Их подопечным стал сезонный рабочий москвич Витя Брагин. Странный парень. И это еще слишком мягко сказано.

В Москве Витя трудился в каком-то музее. Тоже рабочим. Здоровый лоб, но рыхлый — тюфяк тюфяком. Волосы он отрастил чуть не до задницы. Любил слушать панк-рок и Гребенщикова, про «Машину времени» заявил, что терпеть не может, а от «Модерн токинг» его якобы стошнило. Еще Витя рассказывал: в школе его исключили из комсомола за то, что в сочинении по литературе разнес в пух и прах «Войну и мир». (Врал, конечно, цену себе набивал, за это не исключают). От армии Витя откосил.

— Как? — поинтересовался Макс.

— Через дурдом, — спокойно ответил Витя. — Диагноз: шизофрения на почве наркомании.

Леха с Максом переглянулись. Ну, дела…

— Так ты наркоман?

— Не то что бы всерьез… Баловался немного: эфир нюхал, «колеса» глотал.

— У вас в Москве все такие… стебанутые? — ехидно спросил Трофимов.

— Ага, — расплылся в улыбке Витя. — Все, кроме меня.

Брагин, в сущности, был большим ребенком, безобидным и где-то даже наивным. А его стремление шокировать окружающих — это возрастное.

Молодые спецы Леха и Макс тоже не далеко ушли. Хохмили, дурачились — солидности никакой. А ведь Трофимов, как-никак, отец семейства. Что касается Шведова… Ну, Макс — холостяк, ему простительно.

Раз возле лагеря появилось стадо яков (кутасов по-местному).

Эти лохматые, хрюкающие быки вид имеют устрашающий. Встретишь такого на тропе, не по себе становиться: а ну как, набросится, да на рога подденет, будет тебе коррида.

Кутасы спокойно травку щипали, помахивали хвостами с роскошными кистями на концах.

— Швед, — сказал Леха, — давай отстрижем пару кисточек с их хвостов.

— На фига?

— Ну, ты и тундра. Из них классные шиньоны получаются! Валюшке подарю. А ты продашь. Парикмахеры, я слышал, без проблем стольник дают за такой хвост.

Макс глянул на ближайшего кутаса, огромного бычару с рогами по полметра каждый.

— Я не подписывался матадором… Насадит на рог, как цыпленка на вертел.

— Не насадит. Я отвлекать буду, а ты потихоньку подойдешь сзади и быстро — чик.

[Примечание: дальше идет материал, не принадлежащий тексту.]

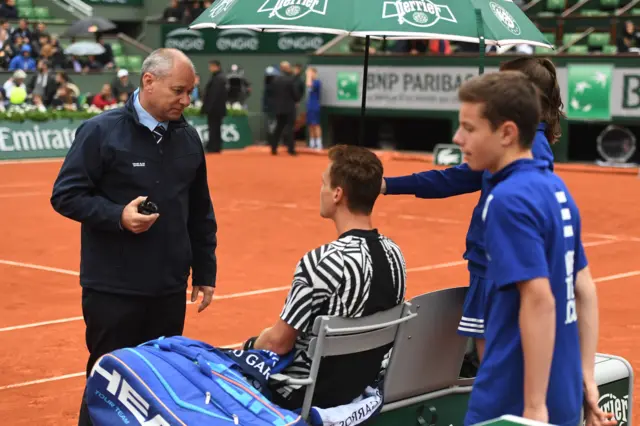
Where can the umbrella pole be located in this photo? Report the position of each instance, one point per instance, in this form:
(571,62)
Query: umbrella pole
(480,26)
(364,89)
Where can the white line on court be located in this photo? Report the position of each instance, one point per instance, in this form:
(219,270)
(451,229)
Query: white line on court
(224,296)
(24,194)
(23,184)
(33,161)
(80,374)
(617,276)
(235,345)
(39,267)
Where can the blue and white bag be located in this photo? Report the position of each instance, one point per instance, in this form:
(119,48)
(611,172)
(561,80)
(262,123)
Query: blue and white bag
(180,381)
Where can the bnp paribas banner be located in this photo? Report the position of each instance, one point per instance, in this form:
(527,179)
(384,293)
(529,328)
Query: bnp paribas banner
(136,3)
(239,41)
(31,139)
(589,91)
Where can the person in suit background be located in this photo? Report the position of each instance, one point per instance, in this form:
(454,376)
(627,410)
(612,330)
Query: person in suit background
(214,105)
(286,95)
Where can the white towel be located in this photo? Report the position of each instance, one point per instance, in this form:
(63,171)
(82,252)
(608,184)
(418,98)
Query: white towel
(356,412)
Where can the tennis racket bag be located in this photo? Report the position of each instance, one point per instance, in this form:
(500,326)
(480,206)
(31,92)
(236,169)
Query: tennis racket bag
(180,381)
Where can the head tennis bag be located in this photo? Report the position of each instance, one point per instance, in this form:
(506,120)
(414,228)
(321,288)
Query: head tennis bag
(177,381)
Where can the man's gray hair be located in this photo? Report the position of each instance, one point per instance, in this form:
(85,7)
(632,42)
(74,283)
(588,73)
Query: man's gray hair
(160,62)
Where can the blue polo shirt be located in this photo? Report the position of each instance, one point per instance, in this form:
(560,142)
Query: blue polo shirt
(144,117)
(531,230)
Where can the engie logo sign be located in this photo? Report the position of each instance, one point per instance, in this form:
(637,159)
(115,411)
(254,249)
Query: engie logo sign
(186,40)
(619,407)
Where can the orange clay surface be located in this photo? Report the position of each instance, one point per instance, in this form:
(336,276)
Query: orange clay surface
(267,212)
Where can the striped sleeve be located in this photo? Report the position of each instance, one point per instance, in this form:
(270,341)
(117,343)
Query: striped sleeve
(318,275)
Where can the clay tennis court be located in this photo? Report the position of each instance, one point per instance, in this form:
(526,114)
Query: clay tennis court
(267,212)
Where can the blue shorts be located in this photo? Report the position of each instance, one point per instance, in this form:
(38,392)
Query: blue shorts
(313,117)
(472,321)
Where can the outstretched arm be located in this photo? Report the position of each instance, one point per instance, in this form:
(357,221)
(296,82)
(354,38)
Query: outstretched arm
(445,183)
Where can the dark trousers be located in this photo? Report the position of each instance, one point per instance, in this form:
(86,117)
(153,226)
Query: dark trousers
(284,129)
(215,133)
(115,321)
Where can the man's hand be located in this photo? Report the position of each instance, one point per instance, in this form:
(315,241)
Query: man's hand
(540,414)
(207,295)
(134,221)
(593,415)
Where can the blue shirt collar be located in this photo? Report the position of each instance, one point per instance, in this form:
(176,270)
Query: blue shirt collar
(522,164)
(144,117)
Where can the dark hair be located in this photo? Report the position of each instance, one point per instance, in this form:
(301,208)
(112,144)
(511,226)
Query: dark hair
(358,171)
(542,73)
(506,96)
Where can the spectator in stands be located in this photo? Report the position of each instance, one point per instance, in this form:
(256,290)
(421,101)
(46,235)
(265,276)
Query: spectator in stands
(107,57)
(17,80)
(196,9)
(300,80)
(75,64)
(195,95)
(62,79)
(22,31)
(39,29)
(23,61)
(360,273)
(214,105)
(629,38)
(92,64)
(38,103)
(8,10)
(64,99)
(122,84)
(173,12)
(58,59)
(38,43)
(43,83)
(104,98)
(5,57)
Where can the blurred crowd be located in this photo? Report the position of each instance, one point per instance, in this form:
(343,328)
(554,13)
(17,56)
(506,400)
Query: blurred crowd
(54,89)
(184,11)
(21,48)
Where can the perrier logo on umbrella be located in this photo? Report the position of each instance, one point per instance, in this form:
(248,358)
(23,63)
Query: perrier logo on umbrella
(293,9)
(505,18)
(419,13)
(589,94)
(219,7)
(347,85)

— Да, ну тебя. Вон, Витю возьми.

Брагин стоял тут же, не вмешиваясь. Услышав предложение Трофимова, покачал головой.

— Что я вам, камикадзе?!

Леха махнул на него рукой, продолжил Макса уговаривать.

— Давай ты станешь отвлекать, а я отрежу. Ну, давай, Швед, не трусь…

Макс не устоял. Поддался уговорам и охотничьему азарту.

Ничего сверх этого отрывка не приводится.